In case you aren’t aware, HandBrake is an open source video transcoder app that allows Mac users to convert multimedia files from one format to another.
Originally discovered in February on a Russian underground hacking forum, Proton is a Mac-based remote access trojan that gives attackers root access privileges to the infected system.
The affected server has been shut down for investigation, but the HandBrake team is warning that anyone who has downloaded HandBrake for Mac from the server between May 2 and May 6, 2017, has a “50/50 chance” of getting their Mac infected by Proton.
How to Check if You’re Infected?
The HandBrake team has provided instructions for less technical folks, who can check if they’ve been infected.

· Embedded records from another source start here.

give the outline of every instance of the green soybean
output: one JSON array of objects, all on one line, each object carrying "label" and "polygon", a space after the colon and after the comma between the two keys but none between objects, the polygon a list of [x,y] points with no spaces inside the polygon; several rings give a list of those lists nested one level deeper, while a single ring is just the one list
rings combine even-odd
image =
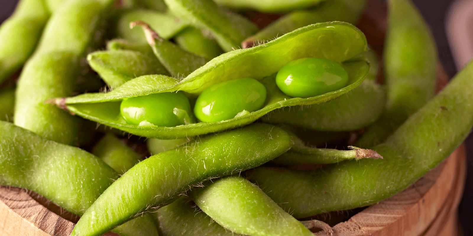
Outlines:
[{"label": "green soybean", "polygon": [[192,201],[185,196],[179,198],[152,214],[158,222],[161,236],[241,235],[222,227],[197,209]]},{"label": "green soybean", "polygon": [[211,32],[226,51],[238,48],[242,41],[258,30],[249,20],[224,10],[212,0],[165,0],[165,2],[175,16]]},{"label": "green soybean", "polygon": [[15,89],[6,87],[0,90],[0,120],[13,120],[14,105]]},{"label": "green soybean", "polygon": [[154,55],[174,77],[187,76],[208,61],[203,57],[189,52],[161,38],[144,22],[133,21],[130,25],[131,28],[140,25],[143,28]]},{"label": "green soybean", "polygon": [[315,97],[340,89],[348,83],[345,69],[324,58],[294,60],[282,67],[276,76],[279,89],[293,97]]},{"label": "green soybean", "polygon": [[340,21],[356,25],[366,0],[327,0],[313,9],[300,9],[288,13],[243,41],[243,48],[272,40],[296,29],[312,24]]},{"label": "green soybean", "polygon": [[33,53],[51,13],[43,0],[21,0],[0,26],[0,83]]},{"label": "green soybean", "polygon": [[136,126],[172,127],[193,122],[189,99],[182,92],[161,93],[123,100],[120,114]]},{"label": "green soybean", "polygon": [[100,235],[150,207],[170,203],[190,186],[258,166],[287,151],[291,143],[282,130],[259,123],[150,157],[107,188],[71,235]]},{"label": "green soybean", "polygon": [[190,194],[203,212],[235,233],[254,236],[314,235],[258,186],[242,177],[212,181]]},{"label": "green soybean", "polygon": [[193,27],[188,27],[183,30],[176,35],[175,40],[183,49],[208,60],[223,53],[211,35],[205,35],[201,30]]},{"label": "green soybean", "polygon": [[16,125],[58,142],[77,143],[76,118],[44,102],[72,94],[80,58],[96,37],[100,16],[112,1],[68,1],[51,17],[20,76],[14,116]]},{"label": "green soybean", "polygon": [[161,37],[166,39],[172,38],[188,25],[185,21],[169,13],[145,9],[125,12],[118,22],[118,34],[125,40],[136,44],[147,44],[146,38],[141,30],[130,28],[130,23],[137,20],[146,22]]},{"label": "green soybean", "polygon": [[435,92],[437,54],[429,26],[408,0],[389,0],[388,9],[384,56],[387,101],[379,120],[358,141],[361,147],[383,142]]},{"label": "green soybean", "polygon": [[135,51],[95,51],[87,56],[87,61],[112,88],[145,75],[169,75],[154,55]]},{"label": "green soybean", "polygon": [[320,131],[350,131],[367,127],[377,120],[385,101],[385,87],[374,81],[365,80],[345,95],[331,101],[281,108],[269,113],[263,120]]},{"label": "green soybean", "polygon": [[377,152],[349,146],[351,150],[338,150],[330,148],[316,148],[306,145],[293,133],[287,132],[294,142],[291,149],[275,158],[272,162],[286,166],[296,165],[332,164],[346,160],[358,160],[364,158],[383,158]]},{"label": "green soybean", "polygon": [[199,95],[194,114],[203,122],[230,119],[260,110],[266,97],[264,85],[254,79],[225,81],[207,88]]},{"label": "green soybean", "polygon": [[[84,118],[134,135],[161,139],[190,137],[245,126],[281,107],[321,103],[340,97],[361,84],[368,72],[366,61],[350,59],[366,50],[364,35],[354,26],[341,22],[321,23],[298,29],[264,45],[222,54],[182,80],[143,76],[107,93],[86,93],[57,99],[56,102]],[[349,85],[307,99],[290,98],[281,93],[275,84],[276,73],[289,62],[307,57],[341,63],[348,73]],[[229,120],[167,128],[127,124],[119,116],[120,102],[125,98],[177,91],[195,98],[213,84],[242,78],[254,78],[266,87],[262,109]]]},{"label": "green soybean", "polygon": [[[82,215],[118,174],[93,155],[0,121],[0,185],[34,191]],[[158,235],[149,217],[114,229],[124,236]]]},{"label": "green soybean", "polygon": [[110,133],[105,135],[96,144],[92,153],[120,175],[123,175],[141,160],[141,157],[132,149]]},{"label": "green soybean", "polygon": [[259,167],[247,175],[296,218],[374,204],[413,183],[461,143],[473,126],[472,103],[471,61],[384,143],[372,148],[383,160],[308,171]]}]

Head on to the OSX Activity Monitor application, and if you see a process called “Activity_agent” there, you are infected with the trojan.
If you have installed a HandBrake.dmg with the above checksums, you are infected with the trojan.
How to Remove the Proton RAT?
The HandBrake developers have also included removal instructions for Mac users who have been compromised.
Follow the following instructions to remove the Proton Rat from your Mac:
Step 1: Open up the “Terminal” application and run the following command:
launchctl unload ~/Library/LaunchAgents/fr.handbrake.activity_agent.plist
rm -rf ~/Library/RenderFiles/activity_agent.app
Step 2: If ~/Library/VideoFrameworks/ includes proton.zip, remove the folder.
Step 3: once done, you should remove any installations of Handbrake.app you may find.
However, instead of stopping here; head on to your settings and change all the passwords that are stored in your OS X KeyChain or any browser password stores, as an extra security measure.
Meanwhile, Mac users who have updated to HandBrake version 1.0 or later are not affected by the issue, as it uses DSA signatures to verify the downloaded files, so malware-tainted version reportedly would not pass the DSA verification process.